Sayed Karim | |
Birth Date: | 16 February 1911 |
Birth Place: | Monufia |
Death Place: | Cairo |
Nationality: | Egyptian |
Alma Mater: | Cairo University, University of Zurich |
Children: | Ibrahim Karim |
Parents: | Ibrahim Fahmy Karim |
Website: | Sayed Karim |
Practice: | Architect, urban planner, writer |
Significant Projects: | Nasr City |
Sayed Karim (Also Sayyid Karim. Arabic: سيد كريم) (born; 16 February 1911, Mit Barrah, Munufia – 28 July 2005, Cairo) was a leading Egyptian Modernist architect, who was part of the liberal era's 'pioneer architects'.[1] He was also an urban planner, best known for designing the Nasr City neighbourhood in Cairo, as well as a writer and editor producing the influential architecture magazine Majallat al-'Imarah, and authoring a number of books.
Karim received his Diploma in Architecture from Cairo University in 1933, before leaving for Switzerland where he pursued another diploma at the University of Zurich, ocompleting it in 1935, and then a Masters in urban planning in 1936. Sayed Karim received his PhD in architecture at the ETH Zurich in 1938,[2] [3] while teaching there, before moving back to Egypt in 1938 and becoming a professor at Cairo University.
Karim set up his private practice in Cairo in 1939, launching a career that spanned over half a century. He designed iconic public and residential buildings in Cairo, including a proposal for The Egyptian Journalists’ Syndicate (1946), Akhbar Al Youm (1948), Rose al-Yusuf (1952), Al-Shams Company building (1949) and the Zamalek Tower (1956).
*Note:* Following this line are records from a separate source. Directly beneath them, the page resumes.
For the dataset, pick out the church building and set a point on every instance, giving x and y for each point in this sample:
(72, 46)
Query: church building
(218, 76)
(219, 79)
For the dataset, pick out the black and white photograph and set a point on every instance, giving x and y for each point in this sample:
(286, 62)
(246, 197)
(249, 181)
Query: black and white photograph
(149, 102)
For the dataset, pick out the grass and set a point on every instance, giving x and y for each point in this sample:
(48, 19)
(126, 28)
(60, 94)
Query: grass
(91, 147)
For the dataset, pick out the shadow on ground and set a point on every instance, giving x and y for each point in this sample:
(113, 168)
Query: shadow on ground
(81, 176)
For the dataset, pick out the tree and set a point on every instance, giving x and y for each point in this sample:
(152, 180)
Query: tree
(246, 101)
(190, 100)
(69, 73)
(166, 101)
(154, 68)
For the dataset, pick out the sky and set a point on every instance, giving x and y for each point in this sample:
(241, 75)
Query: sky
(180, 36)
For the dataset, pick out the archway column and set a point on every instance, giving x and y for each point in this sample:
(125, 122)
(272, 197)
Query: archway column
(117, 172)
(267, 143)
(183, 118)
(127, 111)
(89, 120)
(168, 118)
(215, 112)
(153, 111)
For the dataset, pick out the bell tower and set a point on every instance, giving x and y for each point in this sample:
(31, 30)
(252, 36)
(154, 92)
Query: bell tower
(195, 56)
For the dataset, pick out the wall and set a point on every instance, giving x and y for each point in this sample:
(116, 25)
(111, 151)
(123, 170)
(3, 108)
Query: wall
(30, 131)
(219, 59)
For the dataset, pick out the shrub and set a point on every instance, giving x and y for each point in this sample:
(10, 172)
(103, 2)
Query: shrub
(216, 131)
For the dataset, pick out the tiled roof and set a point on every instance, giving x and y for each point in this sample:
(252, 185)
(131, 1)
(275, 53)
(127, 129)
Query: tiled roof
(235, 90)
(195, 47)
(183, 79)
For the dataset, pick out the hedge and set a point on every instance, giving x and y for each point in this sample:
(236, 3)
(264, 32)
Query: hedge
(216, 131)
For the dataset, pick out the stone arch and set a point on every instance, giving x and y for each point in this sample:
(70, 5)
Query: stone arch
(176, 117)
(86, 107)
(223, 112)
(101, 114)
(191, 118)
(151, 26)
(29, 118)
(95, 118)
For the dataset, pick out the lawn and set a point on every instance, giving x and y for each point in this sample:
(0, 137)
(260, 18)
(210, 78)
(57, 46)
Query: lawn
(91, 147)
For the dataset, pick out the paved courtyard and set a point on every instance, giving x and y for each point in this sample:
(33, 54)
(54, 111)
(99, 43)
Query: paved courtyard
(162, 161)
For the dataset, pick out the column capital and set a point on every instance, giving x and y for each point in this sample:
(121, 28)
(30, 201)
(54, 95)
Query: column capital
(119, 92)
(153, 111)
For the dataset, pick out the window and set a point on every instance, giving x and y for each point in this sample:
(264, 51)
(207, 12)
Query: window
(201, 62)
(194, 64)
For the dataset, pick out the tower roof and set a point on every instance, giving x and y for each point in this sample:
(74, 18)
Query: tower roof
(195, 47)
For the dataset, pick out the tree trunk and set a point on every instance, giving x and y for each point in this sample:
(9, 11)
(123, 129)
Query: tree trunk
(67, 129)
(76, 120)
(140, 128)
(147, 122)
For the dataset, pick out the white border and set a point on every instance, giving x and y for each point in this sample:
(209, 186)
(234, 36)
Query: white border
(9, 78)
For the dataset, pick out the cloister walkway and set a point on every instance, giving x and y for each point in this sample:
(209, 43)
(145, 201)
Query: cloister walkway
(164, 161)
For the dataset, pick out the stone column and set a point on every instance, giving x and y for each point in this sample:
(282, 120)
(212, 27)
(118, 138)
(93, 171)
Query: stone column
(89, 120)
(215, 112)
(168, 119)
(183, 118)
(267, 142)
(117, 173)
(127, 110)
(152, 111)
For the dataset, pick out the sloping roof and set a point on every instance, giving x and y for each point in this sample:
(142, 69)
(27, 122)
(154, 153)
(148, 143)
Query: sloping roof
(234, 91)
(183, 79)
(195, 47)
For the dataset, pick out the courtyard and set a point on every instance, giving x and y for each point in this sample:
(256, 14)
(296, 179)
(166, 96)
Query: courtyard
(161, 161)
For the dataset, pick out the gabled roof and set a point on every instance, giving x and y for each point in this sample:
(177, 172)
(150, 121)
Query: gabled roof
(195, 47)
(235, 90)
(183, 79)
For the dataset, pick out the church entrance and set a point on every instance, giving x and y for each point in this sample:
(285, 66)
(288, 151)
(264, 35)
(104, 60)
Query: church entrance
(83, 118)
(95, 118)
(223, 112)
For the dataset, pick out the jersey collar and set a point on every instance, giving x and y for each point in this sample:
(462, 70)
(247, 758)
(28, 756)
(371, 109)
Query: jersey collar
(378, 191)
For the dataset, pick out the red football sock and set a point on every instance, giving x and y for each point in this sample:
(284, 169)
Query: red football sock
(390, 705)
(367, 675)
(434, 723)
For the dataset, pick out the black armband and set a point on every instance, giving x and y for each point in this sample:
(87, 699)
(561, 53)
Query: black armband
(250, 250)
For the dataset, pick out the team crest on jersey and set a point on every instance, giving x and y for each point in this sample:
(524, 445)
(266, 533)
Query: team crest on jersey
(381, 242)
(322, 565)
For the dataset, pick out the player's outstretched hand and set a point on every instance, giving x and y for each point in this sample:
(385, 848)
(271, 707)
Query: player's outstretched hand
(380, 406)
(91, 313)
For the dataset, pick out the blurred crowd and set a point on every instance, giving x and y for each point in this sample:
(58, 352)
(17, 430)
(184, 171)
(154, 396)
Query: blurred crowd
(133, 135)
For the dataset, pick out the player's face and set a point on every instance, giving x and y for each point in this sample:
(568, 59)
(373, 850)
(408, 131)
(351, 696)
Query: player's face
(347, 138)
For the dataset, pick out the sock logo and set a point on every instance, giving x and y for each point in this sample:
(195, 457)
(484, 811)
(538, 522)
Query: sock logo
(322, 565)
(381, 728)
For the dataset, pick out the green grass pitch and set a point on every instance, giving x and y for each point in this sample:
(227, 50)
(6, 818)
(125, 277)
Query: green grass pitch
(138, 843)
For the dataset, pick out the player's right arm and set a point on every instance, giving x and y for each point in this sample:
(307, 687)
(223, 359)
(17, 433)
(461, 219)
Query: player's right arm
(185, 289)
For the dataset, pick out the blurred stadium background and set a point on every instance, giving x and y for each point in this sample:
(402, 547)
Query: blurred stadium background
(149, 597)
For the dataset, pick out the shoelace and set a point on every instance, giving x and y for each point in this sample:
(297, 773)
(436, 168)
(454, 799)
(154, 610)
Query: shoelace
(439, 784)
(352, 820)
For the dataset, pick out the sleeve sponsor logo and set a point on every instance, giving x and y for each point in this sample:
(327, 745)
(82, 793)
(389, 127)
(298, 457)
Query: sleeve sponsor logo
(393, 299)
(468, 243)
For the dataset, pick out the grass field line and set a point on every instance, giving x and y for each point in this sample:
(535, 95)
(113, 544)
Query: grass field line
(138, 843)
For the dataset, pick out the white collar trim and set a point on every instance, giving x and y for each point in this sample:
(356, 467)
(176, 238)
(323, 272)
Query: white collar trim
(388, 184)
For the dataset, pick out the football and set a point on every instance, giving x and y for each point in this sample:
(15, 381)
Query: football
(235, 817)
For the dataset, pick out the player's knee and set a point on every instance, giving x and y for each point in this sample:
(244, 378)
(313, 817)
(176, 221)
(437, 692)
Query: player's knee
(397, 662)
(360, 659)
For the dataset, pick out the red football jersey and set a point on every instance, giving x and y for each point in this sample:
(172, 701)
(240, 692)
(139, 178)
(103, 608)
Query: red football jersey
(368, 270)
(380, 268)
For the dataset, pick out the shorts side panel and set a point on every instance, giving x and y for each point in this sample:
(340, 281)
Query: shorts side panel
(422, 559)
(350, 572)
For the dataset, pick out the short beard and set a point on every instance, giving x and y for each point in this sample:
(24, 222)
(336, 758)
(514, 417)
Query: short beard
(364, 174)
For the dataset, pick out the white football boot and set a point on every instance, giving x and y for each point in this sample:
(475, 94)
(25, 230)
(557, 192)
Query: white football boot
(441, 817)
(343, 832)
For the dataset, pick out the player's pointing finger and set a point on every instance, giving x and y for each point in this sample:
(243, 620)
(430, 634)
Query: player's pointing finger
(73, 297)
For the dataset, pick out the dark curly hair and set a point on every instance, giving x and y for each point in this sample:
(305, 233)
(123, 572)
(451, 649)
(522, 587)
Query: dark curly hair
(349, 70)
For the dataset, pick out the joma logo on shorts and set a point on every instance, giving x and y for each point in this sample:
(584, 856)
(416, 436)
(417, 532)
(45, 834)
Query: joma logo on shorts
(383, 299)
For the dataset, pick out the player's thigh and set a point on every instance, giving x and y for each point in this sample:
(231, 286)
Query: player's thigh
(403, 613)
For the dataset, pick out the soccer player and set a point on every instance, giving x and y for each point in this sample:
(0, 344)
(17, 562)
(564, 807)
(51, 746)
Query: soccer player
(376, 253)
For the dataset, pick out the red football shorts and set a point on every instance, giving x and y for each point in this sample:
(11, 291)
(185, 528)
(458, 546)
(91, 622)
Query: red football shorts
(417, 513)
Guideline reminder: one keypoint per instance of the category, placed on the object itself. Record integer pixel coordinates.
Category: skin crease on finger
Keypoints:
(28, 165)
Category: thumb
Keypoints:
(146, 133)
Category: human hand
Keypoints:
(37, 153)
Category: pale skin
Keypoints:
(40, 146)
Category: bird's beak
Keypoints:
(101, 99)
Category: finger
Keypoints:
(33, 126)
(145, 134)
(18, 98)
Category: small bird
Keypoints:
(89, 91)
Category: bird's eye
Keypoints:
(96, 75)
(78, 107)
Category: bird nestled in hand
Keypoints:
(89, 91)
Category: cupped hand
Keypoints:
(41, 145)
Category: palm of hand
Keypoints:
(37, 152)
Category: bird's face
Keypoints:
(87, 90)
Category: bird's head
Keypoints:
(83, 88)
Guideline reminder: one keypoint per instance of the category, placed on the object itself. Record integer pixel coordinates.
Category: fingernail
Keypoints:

One of his main drivers was a question about 'what can a national style be in Egypt, and how to promote it. Karim has dealt with this question in an exhaustive and authentic way, calling on other disciplines such as sociology, psychology, but also the history of art and architecture, and holding conferences around it, including one at the Geographical Society in April 1940.
As an urban planner, Karim lamented the missed opportunity to rebuild Cairo according to modernist planning scheme that could have come if Cairo was damaged in World War II, as were so many other cities, and rebuilt according to more modernist principles.[4] Not to be defeated, he proposed plans for Cairo's urban expansion, namely Nasr City, which was envisioned in 1953 and implemented under the direction of the head of Cairo Municipality, Mahmoud Riad from 1959 as a new administrative center.
Karim was active not just in Egypt, but the Arab world. After joining the United Nations as a city planning consultant in 1949, he worked on plans and architectural designs for Baghdad (1946), Damascus (1947), Jeddah (1949), Riyadh (1950), and Amman (1954), and many other cities, earning him the nickname "the flying architect."
In 1965, however, the Nasser regime put him under sequestration and house arrest – a move from which the architect never recovered, prematurely curbing his career.
Majallat al-'Imarah (also titled Emara, Alemara Alefoun) was published between 1939 and 1950, with the exception of 1943–1944. The publication was later continued as "Majallat al-Imarah wa-al-Funun" between 1952 and 1959.
Largely the project of editor Sayyid Karim, Majallat al-Imarah presented contemporary architecture in pre-war and post-war Cairo.[7] A near comprehensive collection is digitally held by ArchNet, which were sourced at the Fine Arts Library of the Harvard College Library.